2 Audio processing and synthesis
From the initial development of the Sinusoidal plus
Residual model (also known as Spectral Modeling
Synthesis) as part of the PhD thesis of Xavier Serra at
Stanford University (Serra, 1989) and from the
improvements carried out since then at the UPF by a
number of researchers, the MTG is recognized as a
worldwide reference on spectral based audio processing
techniques. In fact, many of the research projects are based,
or related, to these signal processing techniques.
In the last ten years, and in the context of different research
projects, there have been many improvements to the basic
spectral model and its implementation. Some of the key
developments have been based on the identification and
extraction of audio features that are relevant for particular
applications or particular sound families. New models have
also been proposed and efficient and flexible
implementations of these models have been done.
The development of a generic sound synthesis system has
been a major goal of the MTG since the beginning. A recent
example of this type of work is the SALTO project (Haas,
2001) in which a real-time wind instrument synthesizer was
developed. This is an example of applying the basic
Sinusoidal plus Residual model to a particular application
and working with a particular family of sounds.

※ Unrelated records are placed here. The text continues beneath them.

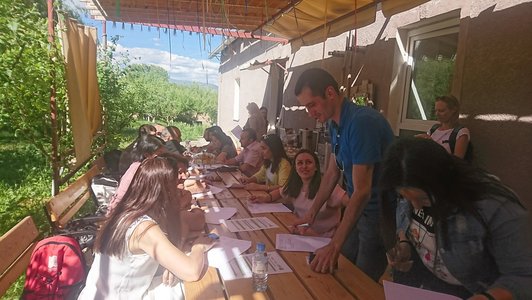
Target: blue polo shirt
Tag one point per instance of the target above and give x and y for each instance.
(361, 138)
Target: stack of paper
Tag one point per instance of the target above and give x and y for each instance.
(395, 291)
(259, 208)
(293, 242)
(226, 249)
(216, 215)
(249, 224)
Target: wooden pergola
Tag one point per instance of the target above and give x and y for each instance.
(300, 22)
(273, 20)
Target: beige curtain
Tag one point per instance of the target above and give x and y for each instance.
(79, 50)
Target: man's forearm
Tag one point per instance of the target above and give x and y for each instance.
(327, 185)
(354, 209)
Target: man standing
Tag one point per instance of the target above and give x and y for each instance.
(250, 158)
(359, 137)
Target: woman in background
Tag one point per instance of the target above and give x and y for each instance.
(300, 190)
(222, 146)
(448, 132)
(457, 229)
(275, 169)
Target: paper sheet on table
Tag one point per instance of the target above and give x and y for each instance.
(225, 249)
(216, 215)
(235, 185)
(240, 266)
(214, 189)
(237, 131)
(395, 291)
(259, 208)
(249, 224)
(211, 190)
(213, 166)
(198, 177)
(293, 242)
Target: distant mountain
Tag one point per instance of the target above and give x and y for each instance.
(184, 82)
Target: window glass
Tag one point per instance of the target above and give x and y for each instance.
(432, 58)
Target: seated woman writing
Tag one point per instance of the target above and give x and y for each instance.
(455, 229)
(302, 186)
(133, 241)
(222, 146)
(275, 169)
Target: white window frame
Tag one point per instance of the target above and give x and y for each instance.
(236, 100)
(433, 30)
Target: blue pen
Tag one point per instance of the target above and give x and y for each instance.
(213, 236)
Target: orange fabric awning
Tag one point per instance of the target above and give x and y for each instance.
(310, 21)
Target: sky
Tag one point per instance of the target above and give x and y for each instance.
(189, 54)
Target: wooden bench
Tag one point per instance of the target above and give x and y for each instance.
(62, 207)
(16, 247)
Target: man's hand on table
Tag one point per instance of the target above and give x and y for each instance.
(169, 279)
(259, 199)
(325, 259)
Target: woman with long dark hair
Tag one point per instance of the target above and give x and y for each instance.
(133, 241)
(299, 191)
(275, 170)
(454, 228)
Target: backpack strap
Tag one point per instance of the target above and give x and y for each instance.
(434, 127)
(452, 137)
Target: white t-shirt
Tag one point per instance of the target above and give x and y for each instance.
(421, 232)
(442, 136)
(328, 217)
(131, 277)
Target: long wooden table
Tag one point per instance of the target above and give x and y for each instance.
(347, 282)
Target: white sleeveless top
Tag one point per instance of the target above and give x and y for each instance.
(127, 278)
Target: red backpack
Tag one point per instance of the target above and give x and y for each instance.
(57, 270)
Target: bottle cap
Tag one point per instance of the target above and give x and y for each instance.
(261, 247)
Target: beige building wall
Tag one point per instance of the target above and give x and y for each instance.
(492, 78)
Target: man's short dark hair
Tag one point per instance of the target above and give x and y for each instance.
(317, 80)
(252, 134)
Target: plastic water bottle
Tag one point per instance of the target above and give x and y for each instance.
(260, 268)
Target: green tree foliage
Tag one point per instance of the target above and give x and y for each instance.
(162, 100)
(145, 91)
(433, 78)
(117, 111)
(26, 75)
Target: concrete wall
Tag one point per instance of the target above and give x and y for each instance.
(492, 79)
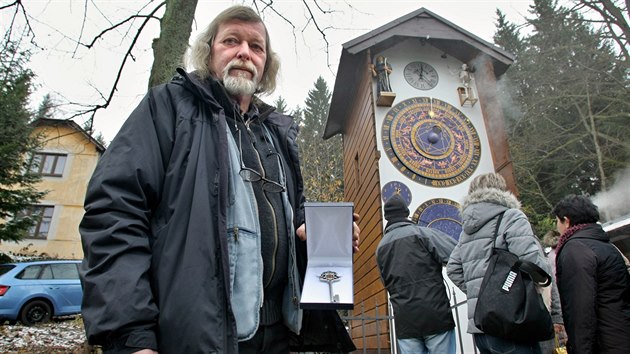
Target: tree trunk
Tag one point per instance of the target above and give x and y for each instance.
(169, 48)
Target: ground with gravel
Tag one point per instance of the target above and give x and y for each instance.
(62, 336)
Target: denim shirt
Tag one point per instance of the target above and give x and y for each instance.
(244, 247)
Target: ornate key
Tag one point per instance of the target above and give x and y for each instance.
(330, 277)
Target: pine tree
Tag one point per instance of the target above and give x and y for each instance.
(322, 161)
(17, 191)
(570, 87)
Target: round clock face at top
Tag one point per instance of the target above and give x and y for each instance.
(441, 214)
(421, 75)
(431, 142)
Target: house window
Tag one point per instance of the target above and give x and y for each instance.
(42, 214)
(48, 164)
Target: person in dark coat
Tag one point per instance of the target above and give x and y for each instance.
(410, 260)
(193, 234)
(593, 281)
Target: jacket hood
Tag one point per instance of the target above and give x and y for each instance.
(484, 204)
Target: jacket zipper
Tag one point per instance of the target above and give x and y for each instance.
(273, 213)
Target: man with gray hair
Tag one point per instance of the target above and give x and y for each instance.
(193, 233)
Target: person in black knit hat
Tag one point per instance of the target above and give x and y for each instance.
(410, 259)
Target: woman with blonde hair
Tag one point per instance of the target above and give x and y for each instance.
(487, 199)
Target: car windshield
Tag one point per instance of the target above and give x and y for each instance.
(5, 268)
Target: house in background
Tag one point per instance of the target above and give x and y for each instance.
(66, 161)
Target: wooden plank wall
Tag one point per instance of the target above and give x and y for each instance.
(362, 186)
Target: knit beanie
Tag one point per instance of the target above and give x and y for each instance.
(396, 209)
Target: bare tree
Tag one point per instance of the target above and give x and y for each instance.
(169, 48)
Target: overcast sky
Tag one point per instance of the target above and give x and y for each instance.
(78, 75)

A very different spectral based analysis/synthesis approach
was required for the development of an automatic nearlossless time stretching system (Bonada, 2000). This
technology permits changing the duration of an audio
sequence without modifying the timbre and pitch of its
content. The basic Sinusoidal plus Residual model is not
appropriate for such an application and a model had to be
developed for time-scaling any audio signal.
3 Audio content analysis
The efficient management of sound archives (it doesn't
matter if they are personal or institutional) requires the
usage of indexes and categories that cover different levels of
description. Additionally to the traditional manually
generated meta-data (format, resolution, channels, author,
year, performer, etc.) it is possible to automatically generate
some "descriptors" that will capture the sonological or
musical features that are embedded in the audio files. The
automatic generation of descriptors uses traditional analysis
and signal processing techniques, but it also adapts
techniques from other fields such as artificial intelligence or
data mining. Using those multiple techniques, the signal
content is extracted and descriptors with different
abstraction levels are generated (more or less
understandable for a "non-technical" user). Apart from the
descriptors, it is also interesting to study the relations
between the different levels of description in order to get a
continuous flow from the physical signal to the symbolic
labels used to represent its content.
The area of audio content analysis is the one in which the
MTG is putting the biggest effort at this time. We are
working on many of the key issues of the field, including
instrument classification (Herrera et alt., 2003), melodic
description (G6mez et alt, 2003) and rhythmic description
(Gouyon and Meudic, 2003).
A particular example of a framework in which we carry out
all this research is the SIMAC project. SIMAC addresses
the study and development of innovative components for a
music information retrieval system. The key feature is the
usage and exploitation of semantic descriptors of musical
content which are automatically extracted from music titles.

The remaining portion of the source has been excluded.